Jika ditelaah lebih detail, tampaknya beberapa niatan untuk menjadi pemain naturalisasi lebih condong pada kepentingan pribadi atau klub. 

Pasalnya, pemain yang sudah memiliki kewarganegaraan Indonesia akan lebih mudah mendapatkan pekerjaan atau tawaran bermain dari klub Tanah Air baik dari Liga 1, Liga 2, bahkan Liga 3 sekalipun. Hal ini bisa terlihat jelas pada proses naturalisasi Beto Goncalves maupun Esteban Vizcarra di kubu Sriwijaya FC. 
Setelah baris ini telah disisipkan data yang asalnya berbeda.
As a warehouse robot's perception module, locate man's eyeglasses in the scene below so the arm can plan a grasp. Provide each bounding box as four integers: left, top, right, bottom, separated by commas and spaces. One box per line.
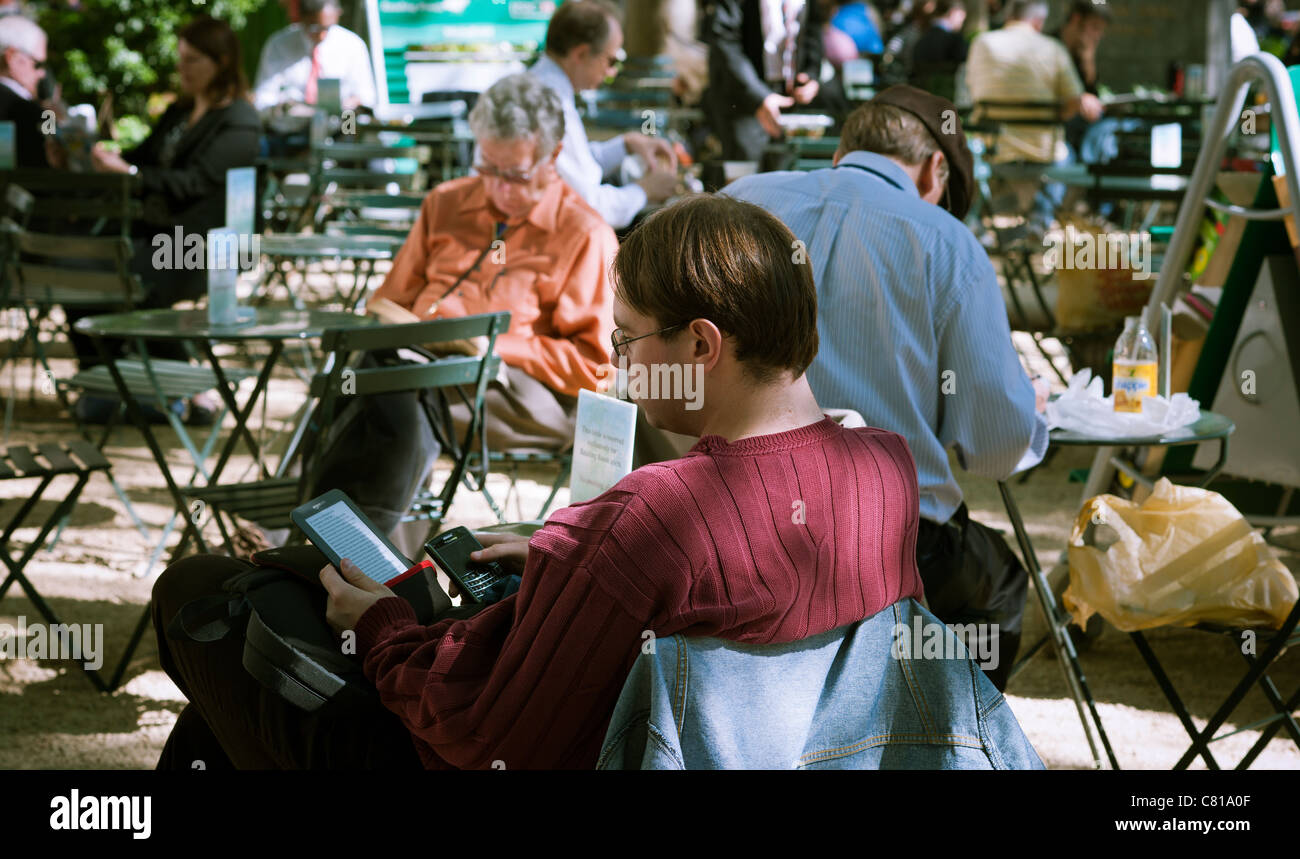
475, 155, 555, 185
610, 322, 686, 357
Namun, tidak ada yang salah keputusan kedua pemain tersebut, karena hal itu merupakan hak dan pilihan pribadi. Pilihan ini biasanya muncul karena sang pemain sudah merasa nyaman tinggal di Indonesia, terutama bagi mereka yang sudah lama bermain di pesepakbolaan Tanah Air bahkan sampai memiliki keluarga (istri) di sini.

Sekilas, tak ada yang salah dengan proses naturalisasi. Namun, akan menjadi polemik jika keadaan tersebut terus berlanjut dan menjadi prioritas utama tanpa ada usaha keras dari pihak terkait untuk mempromosikan bibit-bibit muda yang potensinya tersebar di seluruh penjuru negeri.

"Pemain lokal juga harus terus dapat dukungan. Kalau pas mereka mengalami kegagalan, kita datang dari kegagalan, kemudian bangkit," celetuk salah satu pelatih asal Brasil, Wanderley Junior yang kini menangani tim Persiba Balikpapan di Liga 2 soal progres naturalisasi pemain sepakbola di Indonesia.

Oleh sebab itu, hal paling ideal bagi PSSI dan pelaku sepakbola nasional adalah fokus pada pembinaan usia dini yang disertai dengan kompetisinya. Setiap klub seharusnya diwajibkan secara bertahap untuk memiliki elite academy di berbagai jenjang yang terintegrasi dengan baik kepada sekolah sepakbola (SSB) di sekitarnya maupun dengan skuat utama, sehingga menghasilkan talenta-talenta yang bersaing.